На муляжных пригорках распластался портфель Духновича. Он туго набит книгами, а сверху, на портфеле, лежат замусоленные военные уставы — Духнович никак не мог постигнуть всю их премудрость и сейчас, похоже, снова зубрил, готовясь к пересдаче зачета. Как-то получалось, что Духнович, этот факультетский философ, охотно и легко штудировавший даже внепрограммные науки, до сих пор так и не смог осилить Устав караульной службы, не научился как следует «козырять», ходить с компасом по азимуту на занятиях в лесопарке, где он всякий раз сбивался с заданного направления, вызывая насмешки товарищей и недовольство преподавателя.

— Ну как, друже? — кивнув на уставы, обратился Богдан к Духновичу. — Одолел?

Духнович скривился, что должно было означать улыбку.

— Эти уставы нагоняют на меня какой-то ну просто мистический ужас. Они будто на санскрите написаны: сколько ни расшифровываю, никак не доберусь до смысла.

— То уже вчерашнее, — печально заметил Степура. — Теперь, видно, не такие зачеты будем сдавать.

Они вместе вышли на улицу. Все как раньше: спокойная зелень деревьев, и день тихий, ни солнечный, ни облачный, в теплой дымке мглистой; но тревога как бы разлита в воздухе, она уже проникла в город, в души людей.

Сумская клокочет. На перекрестке, у репродуктора — толпа. Особенно людно в парке, возле памятника Тарасу Шевченко. Все ждут чего-то, не расходятся… Суровый бронзовый кобзарь, склонившись над людьми, молча думает свою думу.

В толпе Степура заметил Марьяну и Лагутина.

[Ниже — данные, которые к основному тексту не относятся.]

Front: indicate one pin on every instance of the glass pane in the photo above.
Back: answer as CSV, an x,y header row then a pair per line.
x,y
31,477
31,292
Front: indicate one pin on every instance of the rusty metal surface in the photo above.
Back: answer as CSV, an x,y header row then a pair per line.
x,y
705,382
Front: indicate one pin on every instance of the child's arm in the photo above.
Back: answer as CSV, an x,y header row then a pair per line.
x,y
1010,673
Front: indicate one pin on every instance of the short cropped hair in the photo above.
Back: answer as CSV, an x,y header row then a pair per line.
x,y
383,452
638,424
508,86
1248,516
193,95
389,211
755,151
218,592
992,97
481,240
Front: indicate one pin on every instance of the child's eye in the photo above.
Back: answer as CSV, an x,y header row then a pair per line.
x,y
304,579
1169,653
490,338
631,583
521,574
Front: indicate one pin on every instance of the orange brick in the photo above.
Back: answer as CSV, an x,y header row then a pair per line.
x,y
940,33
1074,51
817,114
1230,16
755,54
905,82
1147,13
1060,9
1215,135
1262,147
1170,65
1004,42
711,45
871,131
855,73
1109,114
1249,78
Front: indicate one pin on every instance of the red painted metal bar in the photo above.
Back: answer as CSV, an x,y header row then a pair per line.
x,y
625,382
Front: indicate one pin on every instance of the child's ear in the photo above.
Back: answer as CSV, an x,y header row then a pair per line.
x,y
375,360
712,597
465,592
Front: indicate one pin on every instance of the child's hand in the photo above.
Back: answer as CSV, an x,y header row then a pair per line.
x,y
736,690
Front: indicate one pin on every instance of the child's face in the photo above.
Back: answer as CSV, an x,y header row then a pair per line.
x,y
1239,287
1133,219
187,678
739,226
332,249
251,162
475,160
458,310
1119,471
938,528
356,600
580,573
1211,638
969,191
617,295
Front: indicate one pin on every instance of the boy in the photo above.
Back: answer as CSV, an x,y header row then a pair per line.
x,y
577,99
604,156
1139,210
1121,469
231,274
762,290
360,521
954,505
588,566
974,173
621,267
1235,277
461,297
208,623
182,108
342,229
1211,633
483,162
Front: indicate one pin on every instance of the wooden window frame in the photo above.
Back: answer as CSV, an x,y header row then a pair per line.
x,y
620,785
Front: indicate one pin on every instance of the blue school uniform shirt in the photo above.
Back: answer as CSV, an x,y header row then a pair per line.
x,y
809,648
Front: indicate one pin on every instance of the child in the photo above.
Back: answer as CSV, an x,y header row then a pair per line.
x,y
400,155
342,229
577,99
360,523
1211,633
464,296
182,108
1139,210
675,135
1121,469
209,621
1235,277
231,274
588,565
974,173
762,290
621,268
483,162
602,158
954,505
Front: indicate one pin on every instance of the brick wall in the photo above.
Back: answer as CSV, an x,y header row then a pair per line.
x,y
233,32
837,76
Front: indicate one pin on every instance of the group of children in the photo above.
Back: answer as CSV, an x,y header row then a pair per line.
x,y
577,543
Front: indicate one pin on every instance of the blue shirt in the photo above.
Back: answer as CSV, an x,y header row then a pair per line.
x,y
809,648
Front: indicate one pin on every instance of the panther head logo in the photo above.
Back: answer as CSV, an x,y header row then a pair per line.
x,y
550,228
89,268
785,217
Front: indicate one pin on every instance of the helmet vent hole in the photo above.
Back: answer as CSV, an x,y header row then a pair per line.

Они стояли обнявшись, чего раньше не позволили бы себе на людях. Он бледный, сосредоточенный и будто бы равнодушный к ней, а она прижалась, притулилась к нему плечом, будто говорит: ты мой, мой, я никому тебя не отдам…

Степура не может взять в толк, как он, Лагутин, этот худощавый белобрысый его соперник, может сейчас быть безразличным к ней. Если бы к Степуре так льнула она, любовь его давняя, безнадежная! Сколько мечтал о ней ночами, сколько стихов ей написал, а юна, ласковая, горячая, с румянцем калиновым, — для другого, который уже привык и, кажется, не дорожит ею!

Вверху между деревьями блестит на солнце могучая, литая фигура поэта, а ниже, вокруг пьедестала, — бронзовая покрытка[2] с ребенком на руках, и повстанец с косой, и тот, который цепи рвет, и тот, который лежит раненный у переломленного древка знамени, и все вы, кто сейчас смотрит на них, — не ваша ли это судьба, вчерашняя и завтрашняя, темнеет суровой бронзой высоко меж деревьев?